But why carry on in the relationship?
And, most people here would tell you to trust your instincts. Most of us would not suspect our spouses of having an affair unless they were. Of course my wife was convinced I was having an affair and I SOOO wasn't. I made a promise that I would be faithful to her, and I kept it. So, the instincts are not always right. But, the fact that you had some proof is still a red flag. He needs to find a VERY GOOD explanation for that text message you found.
I had a first love too. For 5 years. I knew he had cheated but he always had an explanation and swore nothing would happen again. One day, he slipped and told me that he started with the one woman even before we had met. For some reason, it made it possible for me to leave. I saw that we could never get 'back' to the time when all was good. It felt like my heart was literally being ripped out of my chest. I walked around whole days feeling as if I had been punched hard in the stomach. Until then I had thought it was a cliche - can't eat, can't sleep, etc. it happened.

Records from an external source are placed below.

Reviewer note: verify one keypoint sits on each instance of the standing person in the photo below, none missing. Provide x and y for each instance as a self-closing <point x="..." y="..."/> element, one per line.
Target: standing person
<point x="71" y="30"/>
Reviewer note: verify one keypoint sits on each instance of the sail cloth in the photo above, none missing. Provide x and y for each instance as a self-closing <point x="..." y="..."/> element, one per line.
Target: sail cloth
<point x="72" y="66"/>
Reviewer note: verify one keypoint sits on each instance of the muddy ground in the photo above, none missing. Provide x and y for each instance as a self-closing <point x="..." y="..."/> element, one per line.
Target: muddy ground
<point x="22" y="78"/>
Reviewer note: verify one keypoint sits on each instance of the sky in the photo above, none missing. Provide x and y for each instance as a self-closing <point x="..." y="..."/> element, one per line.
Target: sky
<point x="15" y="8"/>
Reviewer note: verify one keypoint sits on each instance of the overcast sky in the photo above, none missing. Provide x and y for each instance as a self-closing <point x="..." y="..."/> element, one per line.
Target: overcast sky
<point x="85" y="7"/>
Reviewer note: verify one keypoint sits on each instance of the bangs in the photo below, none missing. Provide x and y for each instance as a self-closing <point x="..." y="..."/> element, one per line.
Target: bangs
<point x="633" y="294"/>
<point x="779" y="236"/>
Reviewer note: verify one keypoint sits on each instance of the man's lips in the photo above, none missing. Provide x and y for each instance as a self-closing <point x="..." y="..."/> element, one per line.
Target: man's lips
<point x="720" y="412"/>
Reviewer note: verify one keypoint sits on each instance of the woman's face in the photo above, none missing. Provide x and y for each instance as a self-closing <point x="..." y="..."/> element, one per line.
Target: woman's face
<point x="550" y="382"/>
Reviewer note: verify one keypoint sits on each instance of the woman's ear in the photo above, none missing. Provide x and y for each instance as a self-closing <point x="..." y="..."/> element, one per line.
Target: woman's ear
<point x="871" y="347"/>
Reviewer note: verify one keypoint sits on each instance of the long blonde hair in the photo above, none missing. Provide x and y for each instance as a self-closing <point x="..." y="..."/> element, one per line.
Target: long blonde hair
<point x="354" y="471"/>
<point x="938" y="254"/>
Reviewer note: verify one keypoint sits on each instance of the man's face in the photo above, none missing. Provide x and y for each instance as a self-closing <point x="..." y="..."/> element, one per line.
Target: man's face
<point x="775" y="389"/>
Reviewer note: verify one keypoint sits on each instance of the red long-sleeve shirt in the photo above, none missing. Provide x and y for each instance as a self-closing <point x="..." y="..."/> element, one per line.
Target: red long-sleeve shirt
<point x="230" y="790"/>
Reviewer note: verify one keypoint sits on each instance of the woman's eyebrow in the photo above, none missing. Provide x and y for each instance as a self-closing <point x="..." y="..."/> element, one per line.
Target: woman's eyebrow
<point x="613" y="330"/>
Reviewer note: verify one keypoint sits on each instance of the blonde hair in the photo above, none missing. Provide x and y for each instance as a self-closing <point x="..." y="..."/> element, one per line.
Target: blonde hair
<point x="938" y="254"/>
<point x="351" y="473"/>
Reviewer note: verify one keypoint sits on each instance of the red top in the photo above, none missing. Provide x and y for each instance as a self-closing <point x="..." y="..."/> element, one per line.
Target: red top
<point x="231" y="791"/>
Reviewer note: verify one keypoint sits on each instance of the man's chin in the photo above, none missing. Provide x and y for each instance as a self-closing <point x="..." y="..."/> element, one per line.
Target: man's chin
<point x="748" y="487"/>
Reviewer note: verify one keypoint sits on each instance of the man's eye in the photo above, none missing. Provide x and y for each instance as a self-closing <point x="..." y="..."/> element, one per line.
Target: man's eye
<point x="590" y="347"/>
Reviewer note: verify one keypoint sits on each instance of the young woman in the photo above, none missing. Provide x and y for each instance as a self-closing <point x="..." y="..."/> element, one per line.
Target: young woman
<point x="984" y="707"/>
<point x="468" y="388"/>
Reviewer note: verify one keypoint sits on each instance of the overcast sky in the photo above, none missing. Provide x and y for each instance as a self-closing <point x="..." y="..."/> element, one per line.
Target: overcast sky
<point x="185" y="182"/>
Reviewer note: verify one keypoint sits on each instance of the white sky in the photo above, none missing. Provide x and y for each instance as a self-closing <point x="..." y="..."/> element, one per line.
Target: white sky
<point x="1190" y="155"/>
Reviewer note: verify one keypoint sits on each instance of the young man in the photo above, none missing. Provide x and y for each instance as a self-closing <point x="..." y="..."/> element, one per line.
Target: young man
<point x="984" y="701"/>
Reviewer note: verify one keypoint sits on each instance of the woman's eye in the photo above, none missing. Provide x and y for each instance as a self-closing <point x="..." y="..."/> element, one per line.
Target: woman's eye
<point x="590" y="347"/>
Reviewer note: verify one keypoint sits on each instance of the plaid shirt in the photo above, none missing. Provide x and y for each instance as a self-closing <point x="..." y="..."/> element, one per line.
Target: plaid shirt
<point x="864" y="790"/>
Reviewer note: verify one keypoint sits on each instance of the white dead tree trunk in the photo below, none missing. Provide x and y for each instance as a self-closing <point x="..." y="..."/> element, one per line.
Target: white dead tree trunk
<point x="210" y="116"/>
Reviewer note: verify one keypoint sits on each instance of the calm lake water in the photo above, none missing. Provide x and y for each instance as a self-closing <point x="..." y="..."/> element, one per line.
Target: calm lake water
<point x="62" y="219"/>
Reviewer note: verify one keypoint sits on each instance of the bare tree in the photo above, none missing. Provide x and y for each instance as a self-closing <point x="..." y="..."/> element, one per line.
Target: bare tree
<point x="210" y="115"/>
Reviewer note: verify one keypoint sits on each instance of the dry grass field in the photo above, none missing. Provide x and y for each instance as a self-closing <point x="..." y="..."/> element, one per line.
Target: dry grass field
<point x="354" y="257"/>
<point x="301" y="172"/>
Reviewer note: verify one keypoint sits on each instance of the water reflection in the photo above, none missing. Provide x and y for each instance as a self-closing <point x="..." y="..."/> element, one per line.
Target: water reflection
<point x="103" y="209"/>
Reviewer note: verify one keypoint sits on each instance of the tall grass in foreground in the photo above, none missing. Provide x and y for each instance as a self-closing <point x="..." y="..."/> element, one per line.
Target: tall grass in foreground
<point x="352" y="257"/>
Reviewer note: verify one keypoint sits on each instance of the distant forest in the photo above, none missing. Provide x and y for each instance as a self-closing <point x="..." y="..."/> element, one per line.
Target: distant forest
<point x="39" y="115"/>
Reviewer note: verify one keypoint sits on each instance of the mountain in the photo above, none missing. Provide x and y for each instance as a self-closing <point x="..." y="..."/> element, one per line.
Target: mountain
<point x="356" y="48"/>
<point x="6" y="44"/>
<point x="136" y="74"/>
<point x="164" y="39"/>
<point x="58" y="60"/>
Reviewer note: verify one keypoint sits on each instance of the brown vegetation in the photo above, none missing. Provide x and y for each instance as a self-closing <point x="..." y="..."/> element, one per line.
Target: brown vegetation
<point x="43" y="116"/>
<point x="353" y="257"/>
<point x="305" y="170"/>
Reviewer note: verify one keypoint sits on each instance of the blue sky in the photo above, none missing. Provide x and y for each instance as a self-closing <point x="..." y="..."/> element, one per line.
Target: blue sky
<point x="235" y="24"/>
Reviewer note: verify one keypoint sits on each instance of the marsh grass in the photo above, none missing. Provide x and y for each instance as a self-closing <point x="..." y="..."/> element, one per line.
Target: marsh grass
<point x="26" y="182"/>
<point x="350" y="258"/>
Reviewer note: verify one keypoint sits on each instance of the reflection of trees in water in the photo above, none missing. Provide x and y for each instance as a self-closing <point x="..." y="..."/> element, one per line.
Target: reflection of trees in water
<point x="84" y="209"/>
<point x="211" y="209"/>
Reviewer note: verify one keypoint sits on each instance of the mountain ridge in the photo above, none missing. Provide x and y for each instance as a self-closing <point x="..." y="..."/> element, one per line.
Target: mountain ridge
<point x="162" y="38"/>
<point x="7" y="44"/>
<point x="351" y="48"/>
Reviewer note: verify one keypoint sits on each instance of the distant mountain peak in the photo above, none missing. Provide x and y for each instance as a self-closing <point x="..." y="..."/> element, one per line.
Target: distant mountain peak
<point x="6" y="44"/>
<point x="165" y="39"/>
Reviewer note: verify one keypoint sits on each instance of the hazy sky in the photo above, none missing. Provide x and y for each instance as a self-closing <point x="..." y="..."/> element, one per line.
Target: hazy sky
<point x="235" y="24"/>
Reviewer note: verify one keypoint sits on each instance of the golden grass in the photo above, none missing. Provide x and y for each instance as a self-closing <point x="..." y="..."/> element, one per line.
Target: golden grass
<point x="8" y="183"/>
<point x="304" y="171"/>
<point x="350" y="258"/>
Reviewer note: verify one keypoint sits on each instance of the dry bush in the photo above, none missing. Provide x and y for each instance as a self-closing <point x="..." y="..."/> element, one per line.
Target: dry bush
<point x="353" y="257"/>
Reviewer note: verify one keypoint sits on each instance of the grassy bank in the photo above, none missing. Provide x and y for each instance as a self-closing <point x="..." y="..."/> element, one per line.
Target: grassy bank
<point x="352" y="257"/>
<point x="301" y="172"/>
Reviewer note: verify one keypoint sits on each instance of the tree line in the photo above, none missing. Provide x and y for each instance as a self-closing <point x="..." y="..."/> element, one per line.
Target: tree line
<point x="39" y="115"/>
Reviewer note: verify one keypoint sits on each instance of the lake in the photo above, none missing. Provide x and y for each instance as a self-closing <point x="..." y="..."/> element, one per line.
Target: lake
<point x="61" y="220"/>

But I can say this: it would have been light years worse, if we had gotten married, had a wonderful beautiful ceremony in front of everyone, (including his friends who knew he cheated) and maybe even had children. I would have wanted to save that experience for a real relationship with someone I could trust deep down and be with forever.
My fiance at the time lied and lied. I had to see it with my own eyes before I believed it, and this was entirely by chance. And still I was dumb enough to carry on for a while.
Well, enough about me. what are you going to do?
My ex FIANCE did the same SHIT to me. Cheated and lied and lied and lied.
I was hoping you would see this and respond b/c YOU immediately came to mind. You know first hand what she is going through. Hope YOU are doing well. :)
As Cathy said, this is a good place for support.
I think, if you r anything like me, the reason u cannot completely believe he is this person who is lying and cheating, is because it takes a whole world view change.
In other words, this is not a one-night stand, he came to u, confessed, u forgave, end of story.
This says something is VERY WRONG with him. And, of course, that makes u think, What is wrong with me? Your whold world has been turned upside down and you are in shock. right now u will do almost anything to make it not true.
I know, me too. I have told my husband many times, if HE had not been the one to tell me about his affair, I WOULD NEVER HAVE BELIEVED IT! NEVER! Fifteen women could have swopped down on me carrying videos of sex with him and babes in their arms who resemble him and I would NOT have believed them!
Your F may never admit the truth, as Jay said, until he is caught with the cookie in his hand.
You may need to do some sluething, speak to the women who called you again. Take a photo of him and ask neighbors or nearby bars and rstuarants if they have seen him there with a (tall brunett?). Do what u need to do to be certain.
Dont make any life changes until u do. BA is right, u want to walk down the isle with someone who u know respects and loves u.
I am sorry, I know how much this hurts and I wish I could say it will be brief, it will not, but it will end sooner, if u find the truth.